It feels like I’ve been away from this blog for far too long, although it’s not even been a week since my last post. Plenty has changed in the previous weeks – me as well as my goals. I hadn’t seen it coming, but it has happened, and although I’m trying to get used to the change, I’m still happy that whatever happened happened, because it feels like I’m now headed in the right direction. That before these changes took place, I was wandering off the path and going where I wasn’t supposed to go, and further delaying my journey.
I’m making it sound like something very major has happened, but it’s nothing that huge or significant. It’s important, though. This Monday me and my mother had a short argument about something completely insignificant before I left for school, something I shouldn’t have reacted to crossly, but did, and my mother said (not to me) that I thought too highly of myself because of my academic achievements. And although it hurt to hear it, over the course of the day I realized every bit of it was true. I tried to think of things that made me who I am, did not take my grades into consideration, and ended up with an empty list. There was nothing to me more than my marks; what my mother said was completely true.
I was distracted that day and the day afterwards because that realization had made me step out of the fool’s paradise I’d been living in. I wasn’t what I thought I was, and I was far from the ideal self that I have in mind. I knew I needed to discuss this with someone, so naturally I went to our Psychology teacher, because she was the only one who could give me a solution without making me feel awkward or worse about myself. We had a quick chat during the little time she had during the lunch break, and in those ten minutes I discovered, besides a solution, what my peers thought of me. Apparently many of them think I’m quite proud of my academic achievements and that I talked about it as if only my hard work (and not theirs) had any value. Some said I showed myself to be an object of pity, gloomily talking about, or rather referencing to, the troubles at home (I live in a joint family that’s not so joint). Ma’am told me about the little things I said or did that made me look unlikeable. And I didn’t defend myself or argue, just listened, because it was all true. I couldn’t deny it.

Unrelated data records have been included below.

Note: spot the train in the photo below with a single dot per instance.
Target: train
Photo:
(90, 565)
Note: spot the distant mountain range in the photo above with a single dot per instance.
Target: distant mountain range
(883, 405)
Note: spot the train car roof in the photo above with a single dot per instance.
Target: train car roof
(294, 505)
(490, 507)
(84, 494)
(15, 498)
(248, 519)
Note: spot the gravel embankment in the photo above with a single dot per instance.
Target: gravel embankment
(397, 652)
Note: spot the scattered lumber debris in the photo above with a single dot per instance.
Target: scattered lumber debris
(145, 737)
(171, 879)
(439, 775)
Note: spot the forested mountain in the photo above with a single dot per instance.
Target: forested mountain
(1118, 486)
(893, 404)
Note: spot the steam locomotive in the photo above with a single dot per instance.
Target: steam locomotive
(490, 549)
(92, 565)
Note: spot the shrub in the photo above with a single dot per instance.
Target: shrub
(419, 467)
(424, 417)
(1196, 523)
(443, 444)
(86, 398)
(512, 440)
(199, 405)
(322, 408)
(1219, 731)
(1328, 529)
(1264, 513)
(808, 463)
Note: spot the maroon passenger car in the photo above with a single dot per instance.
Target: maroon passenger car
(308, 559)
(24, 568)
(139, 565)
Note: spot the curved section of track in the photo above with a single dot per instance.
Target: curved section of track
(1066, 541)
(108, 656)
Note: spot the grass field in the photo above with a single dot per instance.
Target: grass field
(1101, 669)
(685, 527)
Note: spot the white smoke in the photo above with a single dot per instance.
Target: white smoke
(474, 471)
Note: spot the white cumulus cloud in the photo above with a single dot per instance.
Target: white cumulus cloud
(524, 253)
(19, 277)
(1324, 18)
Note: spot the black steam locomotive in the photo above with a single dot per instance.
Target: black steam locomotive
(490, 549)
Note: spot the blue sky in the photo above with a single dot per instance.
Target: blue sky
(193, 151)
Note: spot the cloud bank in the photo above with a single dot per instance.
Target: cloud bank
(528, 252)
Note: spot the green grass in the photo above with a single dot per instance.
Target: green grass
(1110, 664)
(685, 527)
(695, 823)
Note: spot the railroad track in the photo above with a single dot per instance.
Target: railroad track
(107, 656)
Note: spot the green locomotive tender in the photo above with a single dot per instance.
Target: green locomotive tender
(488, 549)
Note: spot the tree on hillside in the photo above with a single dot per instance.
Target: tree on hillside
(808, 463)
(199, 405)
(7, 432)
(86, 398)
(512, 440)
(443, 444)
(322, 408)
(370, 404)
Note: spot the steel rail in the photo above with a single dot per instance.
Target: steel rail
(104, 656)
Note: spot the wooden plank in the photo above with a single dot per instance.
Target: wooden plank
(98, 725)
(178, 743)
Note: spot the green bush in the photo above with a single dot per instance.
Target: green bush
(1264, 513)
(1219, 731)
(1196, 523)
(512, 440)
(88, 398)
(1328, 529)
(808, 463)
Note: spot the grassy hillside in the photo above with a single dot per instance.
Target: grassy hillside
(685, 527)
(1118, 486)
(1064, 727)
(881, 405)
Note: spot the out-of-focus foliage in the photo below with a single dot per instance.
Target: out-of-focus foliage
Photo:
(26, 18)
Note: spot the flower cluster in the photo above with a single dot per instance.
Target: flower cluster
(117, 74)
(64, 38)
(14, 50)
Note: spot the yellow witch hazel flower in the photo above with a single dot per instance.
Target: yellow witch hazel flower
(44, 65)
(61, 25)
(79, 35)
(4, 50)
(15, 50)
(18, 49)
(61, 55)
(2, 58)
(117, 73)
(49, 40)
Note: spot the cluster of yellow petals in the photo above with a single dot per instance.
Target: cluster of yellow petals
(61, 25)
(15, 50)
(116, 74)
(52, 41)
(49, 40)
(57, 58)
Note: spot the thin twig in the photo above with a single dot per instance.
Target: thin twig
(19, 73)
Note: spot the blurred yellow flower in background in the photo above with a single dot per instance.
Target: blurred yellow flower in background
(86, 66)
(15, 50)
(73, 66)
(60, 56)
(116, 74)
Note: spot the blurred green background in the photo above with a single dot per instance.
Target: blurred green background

Instead, I felt quite miserable because I did not remember being so elusive and stupid before. Every time Ma’am pointed out something about me, my mind flashed back to all the times I’d behaved likewise and I felt guilty each time. And it was not restricted to school or home, but also on this blog, though not as much. Ma’am told me what was wrong with me was that I lacked emotional intelligence, which we coincidentally read about in our Psychology class a couple of weeks ago. She pointed out all those behaviors of mine that reflected my self-centredness, unnecessary rudeness, pride, and my habit of begging for pity. Those ten minutes were equally embarrassing and enlightening. Although Ma’am didn’t give me any direct solutions, she told me enough for me to know what I had to do next, and I’ve been trying since to overcome my lack of emotional unintelligence. I don’t know how well I’m doing, but being self-aware has helped a lot. I hope that by the time we graduate, I would’ve changed for the better.
Another change that took place recently was internal too – a change in my goals. I still want to be a writer and study Creative Writing in college, but thew place I want to study and settle down in has changed. I was aiming to get into a college in United States and eventually start a career there, but there were a lot of factors that made it more difficult than it looked – funding, stricter visa rules, and, more recently, rich old white men making decisions for all races and genders. Every day I woke up to another unbelievable step taken by Trump, and the US stopped being what I thought it would be. I do not mean to offend any people living in the US who are reading this right now, but I cannot live in a country that would cost me so much more than just money – my liberty, my dignity and my right to my own body.
My overly-ambitious aim of studying in the US could’ve cost me more than it was worth it, and I’m not talking just about money or Trump; there was more that I don’t feel comfortable sharing here. But in short, I’d attached my entire future to a certain factor that was rather superficial and practically had no chances of being in my life. That was another fool’s paradise I’d been living in. But I’m glad that I’ve stepped out of it. I’m considering other countries, ones that wouldn’t need me to sacrifice so much for the future I want. Things seem much easier now. There’s little to worry about, and a proper direction to work in. That should make me motivated and productive, and it has. But today was one of the days where motivation was present but the mind was not. It kept wandering off and I didn’t get as much work done as I would’ve liked to. But now after writing this, I feel much lighter, so hopefully I’ll do better tomorrow.
To end with something positive: I’ve recently been too much into poems and even written a couple that came into mind. It’s been long since I last wrote a poem, either inspired or because I thought I should. One of them did not come out as good as I’d expected while the other turned out to be way better than my expectations. I was actually so happy with it that I was (and still am) thinking of sending it out. My aim is to get published in 10 lit mags, and I think poetry counts, too. I might as well go ahead and submit it. If anything, I might collect more rejections and learn a little about writing poetry.
I hope you all have a lovely and memorable weekend!
“Yesterday I was clever, so I wanted to change the world. Today I am wise, so I am changing myself.”